Tag: data collection

A kludge to build a rental registry in Cook County 

Chicago should have a rental registry, a database of dwelling units that are rented to tenants, for at least two reasons:

  1. The city can know things about the rental units, including how much they cost, where they are, and if any are vacant and could be occupied if only people knew they were available and how to get in touch with the owner.
  2. The city can know who the owners are and contact them to issue citations or advise them, or fill out for them, emergency rental assistance during pandemics and other times of necessity.

Building and administering a rental registry from scratch would be very expensive – probably tens of millions to start and more than one million annually.

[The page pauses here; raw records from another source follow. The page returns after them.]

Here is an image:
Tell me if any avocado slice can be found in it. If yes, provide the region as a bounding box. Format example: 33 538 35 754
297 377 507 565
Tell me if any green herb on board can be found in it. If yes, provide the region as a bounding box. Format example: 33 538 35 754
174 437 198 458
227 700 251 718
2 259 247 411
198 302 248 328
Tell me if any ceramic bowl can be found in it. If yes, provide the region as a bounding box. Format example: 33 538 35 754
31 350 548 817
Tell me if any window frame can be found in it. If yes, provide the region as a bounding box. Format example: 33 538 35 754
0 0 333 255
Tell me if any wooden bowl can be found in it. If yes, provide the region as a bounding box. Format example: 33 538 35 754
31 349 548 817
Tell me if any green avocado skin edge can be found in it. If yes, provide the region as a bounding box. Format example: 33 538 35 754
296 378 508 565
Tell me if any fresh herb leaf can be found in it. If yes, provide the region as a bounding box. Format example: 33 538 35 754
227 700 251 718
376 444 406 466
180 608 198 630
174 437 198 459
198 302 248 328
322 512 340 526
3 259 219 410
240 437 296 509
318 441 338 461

I propose a kludge that uses existing databases and modifies existing standard operating procedures amongst a small group of Cook County and Chicago agencies. A kludge is a workaround. It has other meanings and an uncertain etymology.

An ideal rental registry helps solve at least four problems:

  1. Identify who owns a rental home
  2. The number of rental units are in a building
  3. Rental price
  4. Rental unit availability [see my other blog post about counting vacant units]
A 9-unit apartment building in Little Italy is undergoing renovation.

The kludge has four parts

1. Incorporate data about the number of units declared on Real Estate Transfer Tax forms (which in Cook and many other counties are transmitted to the Illinois Department of Revenue digitally).

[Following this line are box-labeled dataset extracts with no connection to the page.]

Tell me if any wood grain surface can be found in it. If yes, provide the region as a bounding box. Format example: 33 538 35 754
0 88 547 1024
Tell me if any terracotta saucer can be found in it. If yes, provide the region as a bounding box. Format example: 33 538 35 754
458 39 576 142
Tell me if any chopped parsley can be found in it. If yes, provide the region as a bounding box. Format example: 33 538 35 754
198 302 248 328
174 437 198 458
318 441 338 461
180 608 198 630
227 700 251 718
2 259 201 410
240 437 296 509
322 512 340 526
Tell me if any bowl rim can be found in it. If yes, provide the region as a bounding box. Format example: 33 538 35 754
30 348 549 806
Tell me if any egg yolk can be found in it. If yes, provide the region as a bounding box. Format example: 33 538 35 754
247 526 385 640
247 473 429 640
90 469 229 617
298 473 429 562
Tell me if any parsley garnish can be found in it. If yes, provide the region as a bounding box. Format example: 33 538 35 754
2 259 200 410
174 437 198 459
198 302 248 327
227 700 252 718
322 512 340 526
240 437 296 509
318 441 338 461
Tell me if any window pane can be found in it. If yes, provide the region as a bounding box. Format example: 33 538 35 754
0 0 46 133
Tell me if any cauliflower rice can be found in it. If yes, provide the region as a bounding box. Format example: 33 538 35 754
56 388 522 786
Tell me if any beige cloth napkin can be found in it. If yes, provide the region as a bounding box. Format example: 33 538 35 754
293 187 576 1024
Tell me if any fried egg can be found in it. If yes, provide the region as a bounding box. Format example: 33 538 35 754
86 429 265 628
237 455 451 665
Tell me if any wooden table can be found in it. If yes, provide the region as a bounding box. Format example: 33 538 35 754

There is already a city office that reviews or audits these forms looking for instances where the buyer or seller incorrectly claimed certain exemptions from RETT, because of how the city can lose revenue. That office can also enforce that the number of units was correctly entered on the form. 

2. For banks that hold city deposits, amend legislation to require that their newly issued or refinanced mortgages specify the number of units in the required submitted documentation. The ordinance that regulates banks that hold city deposits was amended a few years ago to require that they report how many loans they issue in Chicago for both commercial and residential properties.

Databases 1 and 2 are checks for each other. 

3. “Hire” the Cook County Assessor’s Office to create and operate the database for the unit count data from 1 and 2 (likely as an augmentation of their existing database).

The database would also store any data the CCAO collects through the commercial valuation data they obtain from third party sources as well as from the owners who volunteer it (Assessor Kaegi is already collecting and publicly publishing this information). 

At this point, with features 1, 2, and 3, we are assembling a pretty broad but incomplete record of where rental units are. It will be come more complete over time as properties transfer (sell) and the details of the transfer (sale), and the properties themselves, are recorded.

It doesn’t have a clue as to the rental prices

4. The Cook County Assessor’s Office creates new property classifications. Property classifications allow for the comparison of like buildings for the purpose of establishing assessed values for all properties that are not tax exempt.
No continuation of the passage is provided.